Вечером накануне того дня, когда истекал ее медовый месяц, вернее, неделя, мы с Треем стояли в холле, обсуждая судьбу «Кротких». Трей советовал мне сделать из них гостиничный оркестр, подобный оркестру Дона Хоу в «Хилтоне».
Элисон прошла мимо нас — она вышла из бара, «счастливый час» закончился — и улыбнулась. Трей не колебался ни минуты — прервав меня на полуслове, он побежал за ней. Я расслышал только, как Элисон сказала: «выпить…» и еще: «…в моей комнате. Подождите минутку».
Трей был похож на задыхающегося от возбуждения, виляющего хвостом пса: влажный кончик носа дергается, с губы капает слюна. Он еле ворочал языком: я даже не мог понять, что он говорит. На следующий день он рассказал мне, что, поднявшись наверх, застал Элисон в пеньюаре, купленном специально для медового месяца. Они занимались любовью на диване, на полу, а также, по ее требованию, прислонившись к стене. Потом, уже лежа в постели, Элисон предложила Трею угадать, почему она передумала напоследок. Миссис Фурман рассмешило его недоумение, и она объяснила в свойственной ей деловой манере: она сообразила, что рано или поздно, месяцы или годы спустя, Дейв изменит ей.
— Конечно, это очень грустно, — сказала она, — но так всегда бывает, верно? Так лучше уж я первая.
Трей рассказывал, как ее настроение внезапно переменилось, как от обычной своей деловитости Элисон перешла к ласкам и шалостям и звала его «папочкой», — а потом провел рукой по отросшим волосам и вымолвил:
— Слышь, босс, не пора ли мне попросить прибавки?

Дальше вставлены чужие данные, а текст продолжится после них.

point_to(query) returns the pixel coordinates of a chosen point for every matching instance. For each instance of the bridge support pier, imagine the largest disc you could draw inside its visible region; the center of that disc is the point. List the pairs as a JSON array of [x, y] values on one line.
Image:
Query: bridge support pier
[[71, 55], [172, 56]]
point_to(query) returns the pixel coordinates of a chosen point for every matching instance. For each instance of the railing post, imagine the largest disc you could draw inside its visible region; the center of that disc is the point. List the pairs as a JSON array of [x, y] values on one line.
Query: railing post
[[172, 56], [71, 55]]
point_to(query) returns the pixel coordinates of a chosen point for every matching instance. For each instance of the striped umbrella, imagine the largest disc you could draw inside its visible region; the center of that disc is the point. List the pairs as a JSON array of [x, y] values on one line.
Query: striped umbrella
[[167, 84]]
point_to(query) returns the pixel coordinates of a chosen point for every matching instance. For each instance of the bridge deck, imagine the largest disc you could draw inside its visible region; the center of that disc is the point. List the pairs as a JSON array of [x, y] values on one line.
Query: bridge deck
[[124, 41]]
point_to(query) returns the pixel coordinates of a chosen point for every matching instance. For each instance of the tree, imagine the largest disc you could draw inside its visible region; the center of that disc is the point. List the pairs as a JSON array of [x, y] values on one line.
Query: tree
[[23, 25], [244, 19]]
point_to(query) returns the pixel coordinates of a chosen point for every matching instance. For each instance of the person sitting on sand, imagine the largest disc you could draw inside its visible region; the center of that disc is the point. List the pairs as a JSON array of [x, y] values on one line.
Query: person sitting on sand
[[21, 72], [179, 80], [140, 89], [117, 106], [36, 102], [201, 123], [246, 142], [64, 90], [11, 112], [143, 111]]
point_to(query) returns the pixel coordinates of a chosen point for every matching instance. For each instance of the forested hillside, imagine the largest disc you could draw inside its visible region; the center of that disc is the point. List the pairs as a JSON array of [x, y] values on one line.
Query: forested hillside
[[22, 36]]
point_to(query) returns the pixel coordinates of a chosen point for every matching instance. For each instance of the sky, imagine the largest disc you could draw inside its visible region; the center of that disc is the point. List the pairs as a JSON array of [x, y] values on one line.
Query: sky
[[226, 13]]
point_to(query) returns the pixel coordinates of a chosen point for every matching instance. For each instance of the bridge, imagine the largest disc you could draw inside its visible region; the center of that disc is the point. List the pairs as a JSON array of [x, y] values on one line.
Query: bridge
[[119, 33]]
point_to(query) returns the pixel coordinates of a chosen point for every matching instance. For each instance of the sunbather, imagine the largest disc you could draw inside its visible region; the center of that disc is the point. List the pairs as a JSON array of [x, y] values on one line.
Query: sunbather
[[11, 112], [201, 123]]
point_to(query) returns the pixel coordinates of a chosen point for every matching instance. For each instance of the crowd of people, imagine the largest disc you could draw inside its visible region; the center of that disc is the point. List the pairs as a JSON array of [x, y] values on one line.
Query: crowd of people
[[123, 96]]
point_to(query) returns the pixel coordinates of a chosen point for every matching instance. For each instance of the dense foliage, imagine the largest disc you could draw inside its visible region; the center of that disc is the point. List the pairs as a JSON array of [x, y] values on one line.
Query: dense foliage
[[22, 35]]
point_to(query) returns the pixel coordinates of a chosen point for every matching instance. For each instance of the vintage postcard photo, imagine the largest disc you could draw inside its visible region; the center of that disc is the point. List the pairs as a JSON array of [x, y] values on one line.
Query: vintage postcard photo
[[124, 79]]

На следующий год Элисон Фурман и Дейв Уомэк вновь появились в гостинице. Я предложил по старой памяти поместить их в полулюкс, опять же со скидкой, но, как выяснилось, они заглянули только «поздороваться» — нашли себе другое местечко, возле пляжа. Там имелась встроенная кухонька с микроволновой печью и маленьким холодильником, и цена, как они выразились, была «конкурентоспособной».
Вся разница между свадьбой и похоронами на Гавайях, по словам Бадди Хамстры, заключается в том, что на похоронах один человек не поет. Я бы посмеялся шутке, если б речь шла не о похоронах его жены. Бадди заметил, что ему удалось меня шокировать, похлопал меня по плечу и повторил те же слова погромче.
— Придешь на похороны Стеллы? — спросил он меня и тут же завопил во всю глотку: — Пикничок на свежем воздухе!
Он всегда орал — это его взбадривало, хотя легкие работали с трудом и его пыхтение отдавало алкоголем. В тот день Бадди напился так, что его шатало, но и это было частью комического представления. Слабость человеческая казалась Бадди забавной, и в первую очередь — его собственная слабость. Смерть — очередной розыгрыш. Он уговорил меня оставить на день работу и присоединиться к честной компании.
Гроб вынесли на пляж и завалили большими, яркими, аппетитными с виду цветами, так что он смахивал на стойку салат-бара. Плакальщики, красные, потные, в ярких шортах, зарывались пальцами босых ног в песок, пели, дергая себя за подолы влажных пестрых рубах — смуглые дети Бадди от жен-туземок, двое внуков, серфингисты, стриптизерши, нелегальные иммигранты, пожизненные постояльцы и какие-то тетушки, не говоря уже об отпетых приятелях Бадди, выпивохах и былых партнерах по бизнесу, о рыбаках с обветренными лицами и собирателях ракушек. Явилось и множество родичей Стеллы с материка. Босые ноги, такие же крупные и выразительные, как лица, могли рассказать об их жизни все. У детей Бадди была одна общая черта: если они чего-то недопонимали, то так и застывали с открытым ртом. Смерть озадачила их настолько, что у каждого, как по команде, отвисла челюсть.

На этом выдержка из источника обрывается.